Мы несемся по ночному американскому шоссе. Ревет в динамиках Шер, и сама Линда похожа на Шер - волосами, улыбкой, армянско-ирландским лицом. По пути я считаю раздавленных кошек и скунсoв: "Раз, два, три..."
"Четыре", - подключается Линда и жмет на газ. В свете фар трусливо мелькает белый хвост скунса, перебегающего дорогу. В последнюю секунду Линда тормозит и улыбается мне. "Шутка", - говорит она.
Через секунду мы подъезжаем к железным воротам с нарисованной красной плеткой. Клуб почти пуст. Слоняются без дела пара парней в куртках из искусственной кожи, толстозадая полька танцует в одиночестве у подиума.
Линда подходит к микрофону и говорит:
- Так, парни, ко мне приехал друг из России, поэтому я не работаю сегодня. Кто пришел специально из-за моей задницы, еще могут сдать билеты и получить свои баксы обратно.
- Отлыниваешь, Линда, - кричит кто-то из толпы.
- Нет, Джон. - отвечает Линда, - Просто иногда хочется и ласки.
Минут пять она раздает улыбки, хлопает кого-то по плечу, щиплет кого-то за зад, целует какую-то девушку-вамп, а затем мы откланиваемся и уходим.
Вечером мы ужинаем в кафе с другом Линды, гомосексуалистом Ленни. Ленни с любопытством разглядывает мои русские сигареты.
- Ты давно куришь? - спрашивает он.
- 10 лет, - отвечаю я
- Я люблю курящих людей, - говорит Ленни и смотрит на меня долгим взглядом, - это сближает.
- Расслабься, Ленни, - говорит Линда. - Не все, кто курят - геи"
- А у Вас в России есть японские машины? - Ленни меняет тему разговора
- Есть, - отвечаю я
- А компьютеры?
- Тоже есть.
- А кабельное телевидение?
- Кретин. Ты еще спроси, есть ли у них электричество, - говорит Линда. - Лучше скажи, что у тебя с лобовым стеклом.
- Я убил лебедя сегодня, - говорит Ленни печально. - Он спикировал сверху, и я ничего не успел сделать.
- Может он покончил с собой, - предполагаю я, - я читал, что лебеди так делают, если теряют подругу.
- Это только русские лебеди, - говорит Линда, - американские в этом случае пикируют на мексиканcкий публичный дом.
После ужина мы бродим с Линдой по городу, держась за руки.

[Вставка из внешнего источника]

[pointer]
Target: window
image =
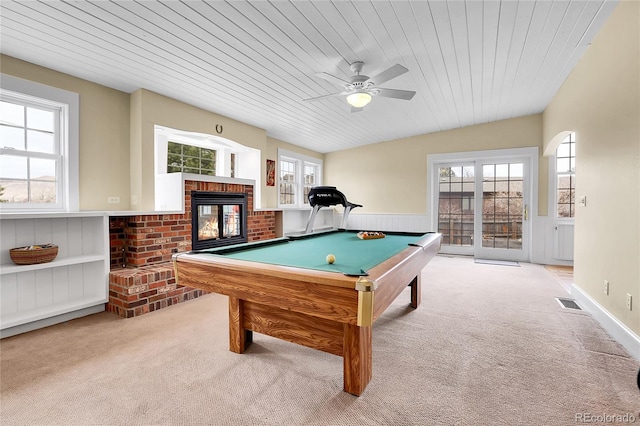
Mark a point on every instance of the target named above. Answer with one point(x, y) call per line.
point(297, 175)
point(38, 148)
point(565, 178)
point(190, 159)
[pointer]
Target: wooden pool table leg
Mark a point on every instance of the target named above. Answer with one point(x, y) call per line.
point(416, 292)
point(239, 338)
point(357, 358)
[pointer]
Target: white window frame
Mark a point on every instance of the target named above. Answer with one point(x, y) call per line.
point(554, 179)
point(301, 160)
point(68, 104)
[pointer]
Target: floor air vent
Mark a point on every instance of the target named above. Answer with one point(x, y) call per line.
point(568, 303)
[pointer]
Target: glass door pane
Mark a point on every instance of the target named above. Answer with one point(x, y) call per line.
point(503, 210)
point(456, 207)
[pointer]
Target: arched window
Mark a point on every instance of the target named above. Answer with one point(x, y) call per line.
point(566, 178)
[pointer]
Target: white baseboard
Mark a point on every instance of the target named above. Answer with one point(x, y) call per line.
point(620, 332)
point(46, 322)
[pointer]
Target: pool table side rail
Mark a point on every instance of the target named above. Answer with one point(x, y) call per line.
point(283, 287)
point(394, 274)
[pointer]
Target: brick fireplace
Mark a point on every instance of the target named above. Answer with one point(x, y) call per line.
point(141, 279)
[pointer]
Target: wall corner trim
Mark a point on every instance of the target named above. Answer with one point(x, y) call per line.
point(620, 332)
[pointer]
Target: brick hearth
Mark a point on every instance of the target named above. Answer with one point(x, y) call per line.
point(142, 279)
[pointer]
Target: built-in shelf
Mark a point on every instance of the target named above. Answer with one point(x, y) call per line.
point(57, 262)
point(75, 282)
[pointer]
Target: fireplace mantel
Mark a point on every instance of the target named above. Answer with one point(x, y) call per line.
point(141, 246)
point(170, 193)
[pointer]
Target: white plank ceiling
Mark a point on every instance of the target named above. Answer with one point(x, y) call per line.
point(470, 62)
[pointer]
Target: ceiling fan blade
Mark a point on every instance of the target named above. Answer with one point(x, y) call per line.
point(332, 79)
point(317, 98)
point(395, 93)
point(388, 74)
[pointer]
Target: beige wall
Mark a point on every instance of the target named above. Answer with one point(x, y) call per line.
point(116, 137)
point(391, 177)
point(600, 102)
point(149, 109)
point(104, 133)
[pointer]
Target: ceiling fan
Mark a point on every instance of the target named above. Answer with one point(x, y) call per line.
point(359, 88)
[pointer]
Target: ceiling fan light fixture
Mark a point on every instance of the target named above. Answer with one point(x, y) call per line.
point(358, 99)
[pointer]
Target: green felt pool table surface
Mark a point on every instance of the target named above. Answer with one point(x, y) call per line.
point(354, 256)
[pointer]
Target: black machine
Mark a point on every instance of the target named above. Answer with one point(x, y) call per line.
point(327, 196)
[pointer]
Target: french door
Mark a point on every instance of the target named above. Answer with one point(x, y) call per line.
point(482, 207)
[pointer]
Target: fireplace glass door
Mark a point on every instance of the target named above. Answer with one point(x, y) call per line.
point(231, 220)
point(219, 219)
point(208, 228)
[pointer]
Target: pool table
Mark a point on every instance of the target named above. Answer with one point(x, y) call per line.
point(285, 288)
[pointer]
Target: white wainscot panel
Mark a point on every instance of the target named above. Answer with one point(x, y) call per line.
point(387, 222)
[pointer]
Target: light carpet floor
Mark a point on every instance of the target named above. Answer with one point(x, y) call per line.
point(489, 345)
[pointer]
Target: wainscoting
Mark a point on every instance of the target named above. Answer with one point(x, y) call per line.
point(385, 222)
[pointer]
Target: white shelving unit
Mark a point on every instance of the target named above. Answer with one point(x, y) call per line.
point(74, 284)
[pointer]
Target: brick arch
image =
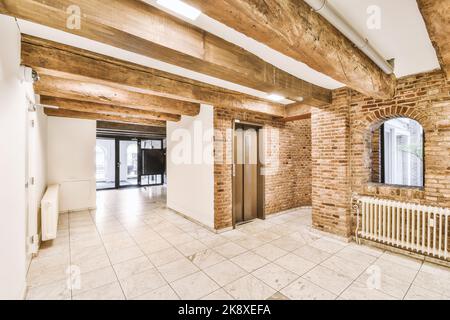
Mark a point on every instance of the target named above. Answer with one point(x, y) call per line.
point(362, 146)
point(378, 117)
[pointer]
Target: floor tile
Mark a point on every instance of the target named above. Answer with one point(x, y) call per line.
point(192, 247)
point(163, 293)
point(230, 250)
point(249, 261)
point(312, 254)
point(111, 291)
point(218, 295)
point(358, 256)
point(54, 291)
point(360, 291)
point(165, 256)
point(275, 276)
point(249, 288)
point(349, 268)
point(123, 254)
point(419, 293)
point(225, 272)
point(288, 243)
point(154, 246)
point(270, 252)
point(295, 264)
point(328, 245)
point(206, 258)
point(194, 286)
point(93, 279)
point(141, 283)
point(328, 279)
point(177, 269)
point(90, 258)
point(132, 267)
point(302, 289)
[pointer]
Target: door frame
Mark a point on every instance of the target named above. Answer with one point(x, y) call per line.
point(261, 213)
point(117, 139)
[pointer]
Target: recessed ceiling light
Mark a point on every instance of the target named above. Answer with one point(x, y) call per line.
point(275, 97)
point(181, 8)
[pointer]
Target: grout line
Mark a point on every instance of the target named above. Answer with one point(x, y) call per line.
point(109, 259)
point(412, 282)
point(70, 253)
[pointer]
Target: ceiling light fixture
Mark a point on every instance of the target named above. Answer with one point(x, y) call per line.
point(181, 8)
point(275, 97)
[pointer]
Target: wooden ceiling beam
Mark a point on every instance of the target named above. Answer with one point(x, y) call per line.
point(130, 128)
point(104, 117)
point(51, 58)
point(91, 107)
point(135, 26)
point(437, 20)
point(294, 29)
point(102, 94)
point(297, 111)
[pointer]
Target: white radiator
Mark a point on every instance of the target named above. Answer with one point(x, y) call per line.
point(417, 228)
point(50, 213)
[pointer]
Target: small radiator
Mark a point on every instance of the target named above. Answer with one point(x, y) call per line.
point(50, 213)
point(417, 228)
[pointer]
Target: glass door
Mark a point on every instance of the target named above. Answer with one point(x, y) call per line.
point(128, 163)
point(105, 157)
point(153, 160)
point(122, 162)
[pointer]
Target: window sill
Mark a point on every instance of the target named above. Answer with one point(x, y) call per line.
point(394, 186)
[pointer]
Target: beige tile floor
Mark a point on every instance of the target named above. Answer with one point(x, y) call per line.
point(132, 247)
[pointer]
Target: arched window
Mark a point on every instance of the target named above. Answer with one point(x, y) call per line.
point(398, 153)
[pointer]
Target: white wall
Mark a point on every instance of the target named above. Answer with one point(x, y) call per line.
point(190, 166)
point(37, 157)
point(13, 110)
point(71, 161)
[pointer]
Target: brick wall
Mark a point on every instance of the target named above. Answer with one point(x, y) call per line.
point(330, 165)
point(288, 154)
point(344, 129)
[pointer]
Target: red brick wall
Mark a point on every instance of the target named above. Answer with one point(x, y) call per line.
point(344, 129)
point(288, 180)
point(330, 165)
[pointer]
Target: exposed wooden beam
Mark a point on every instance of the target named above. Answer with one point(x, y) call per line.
point(100, 93)
point(437, 19)
point(292, 28)
point(51, 58)
point(141, 28)
point(297, 111)
point(90, 107)
point(96, 116)
point(130, 128)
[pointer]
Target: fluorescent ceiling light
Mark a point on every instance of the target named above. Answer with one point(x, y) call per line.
point(275, 97)
point(181, 8)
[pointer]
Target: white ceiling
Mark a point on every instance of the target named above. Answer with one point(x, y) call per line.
point(402, 36)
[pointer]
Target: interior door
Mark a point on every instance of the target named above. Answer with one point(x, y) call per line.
point(245, 174)
point(128, 163)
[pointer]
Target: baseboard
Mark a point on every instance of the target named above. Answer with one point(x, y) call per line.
point(78, 210)
point(404, 252)
point(331, 235)
point(192, 220)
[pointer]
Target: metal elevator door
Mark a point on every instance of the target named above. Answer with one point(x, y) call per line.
point(245, 174)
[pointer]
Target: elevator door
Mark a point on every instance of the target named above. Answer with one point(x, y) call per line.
point(245, 174)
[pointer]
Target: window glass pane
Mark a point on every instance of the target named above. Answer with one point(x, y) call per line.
point(403, 152)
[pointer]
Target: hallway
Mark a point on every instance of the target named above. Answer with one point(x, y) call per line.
point(132, 247)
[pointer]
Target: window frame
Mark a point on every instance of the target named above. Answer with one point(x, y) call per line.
point(382, 158)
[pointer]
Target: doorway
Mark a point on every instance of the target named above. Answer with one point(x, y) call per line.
point(247, 179)
point(123, 162)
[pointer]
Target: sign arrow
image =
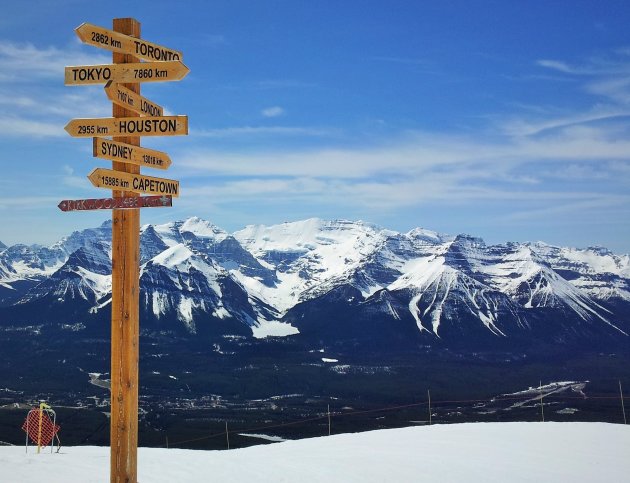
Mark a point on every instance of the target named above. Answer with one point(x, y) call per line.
point(130, 100)
point(123, 203)
point(128, 126)
point(127, 153)
point(119, 180)
point(132, 72)
point(117, 42)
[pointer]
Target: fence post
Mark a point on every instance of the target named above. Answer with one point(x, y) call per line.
point(542, 407)
point(328, 419)
point(623, 408)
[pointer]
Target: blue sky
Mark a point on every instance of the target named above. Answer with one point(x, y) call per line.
point(502, 119)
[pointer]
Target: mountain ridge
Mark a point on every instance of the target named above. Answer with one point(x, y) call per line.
point(198, 278)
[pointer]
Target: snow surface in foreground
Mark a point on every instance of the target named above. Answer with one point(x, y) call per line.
point(483, 452)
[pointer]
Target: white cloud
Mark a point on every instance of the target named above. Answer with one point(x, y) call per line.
point(241, 131)
point(26, 62)
point(275, 111)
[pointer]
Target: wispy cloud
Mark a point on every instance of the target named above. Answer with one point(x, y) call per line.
point(274, 111)
point(26, 62)
point(232, 132)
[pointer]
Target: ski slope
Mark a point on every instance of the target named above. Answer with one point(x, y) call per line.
point(482, 452)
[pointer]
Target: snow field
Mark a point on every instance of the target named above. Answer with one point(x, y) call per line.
point(482, 452)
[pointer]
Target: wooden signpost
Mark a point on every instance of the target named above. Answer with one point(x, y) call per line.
point(133, 116)
point(124, 203)
point(167, 70)
point(124, 44)
point(135, 102)
point(127, 153)
point(125, 126)
point(110, 179)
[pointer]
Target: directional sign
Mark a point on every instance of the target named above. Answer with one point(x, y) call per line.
point(123, 203)
point(130, 100)
point(128, 126)
point(133, 72)
point(118, 180)
point(128, 153)
point(117, 42)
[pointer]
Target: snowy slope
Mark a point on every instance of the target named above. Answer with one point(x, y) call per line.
point(490, 452)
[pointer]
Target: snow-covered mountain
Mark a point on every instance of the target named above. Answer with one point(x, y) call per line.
point(332, 279)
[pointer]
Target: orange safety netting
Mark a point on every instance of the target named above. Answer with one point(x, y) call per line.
point(32, 428)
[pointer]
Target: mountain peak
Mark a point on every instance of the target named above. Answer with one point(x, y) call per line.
point(202, 228)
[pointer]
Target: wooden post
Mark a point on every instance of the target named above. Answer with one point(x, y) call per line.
point(125, 304)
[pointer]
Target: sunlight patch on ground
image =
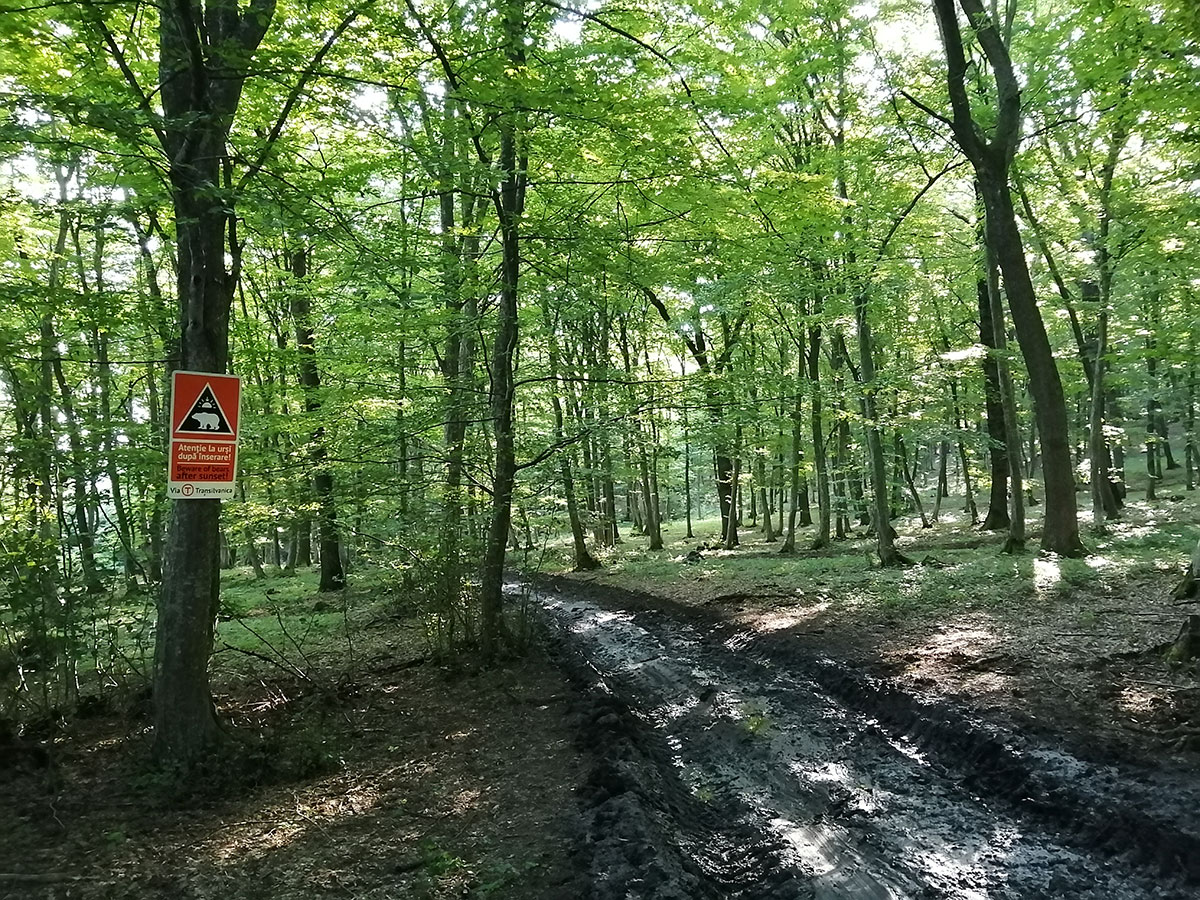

У католического храма Линда останавливается и просит меня подождать. Я вижу, как в полутьме она становится на колени и замирает.
Через пятнадцать минут она выходит, тащит меня в ближайший секс-шоп и покупает в подарок футболку. На футболке надпись: "Христос грядет... прячьте порно".
"Я получила индульгенцию", - говорит она.
Я надеваю футболку, и мы опять бродим, пока в порыве романтической чувствености я не наступаю в собачье дерьмо. Мы быстро идем домой, где Линда долго моет мои ботинки в ванной, а я мнусь, краснея, у нее за спиной и делаю вид, что пытаюсь помочь. Линда оборачивается и, показывая чистый ботинок, говорит: "Вот она какая, американская любовь".
На ночном столике у кровати лежит раскрытый томик. Я переворачиваю его, это "Путь масок" Леви Стросса. Вместо закладки - исписаный английскими стихами листок бумаги.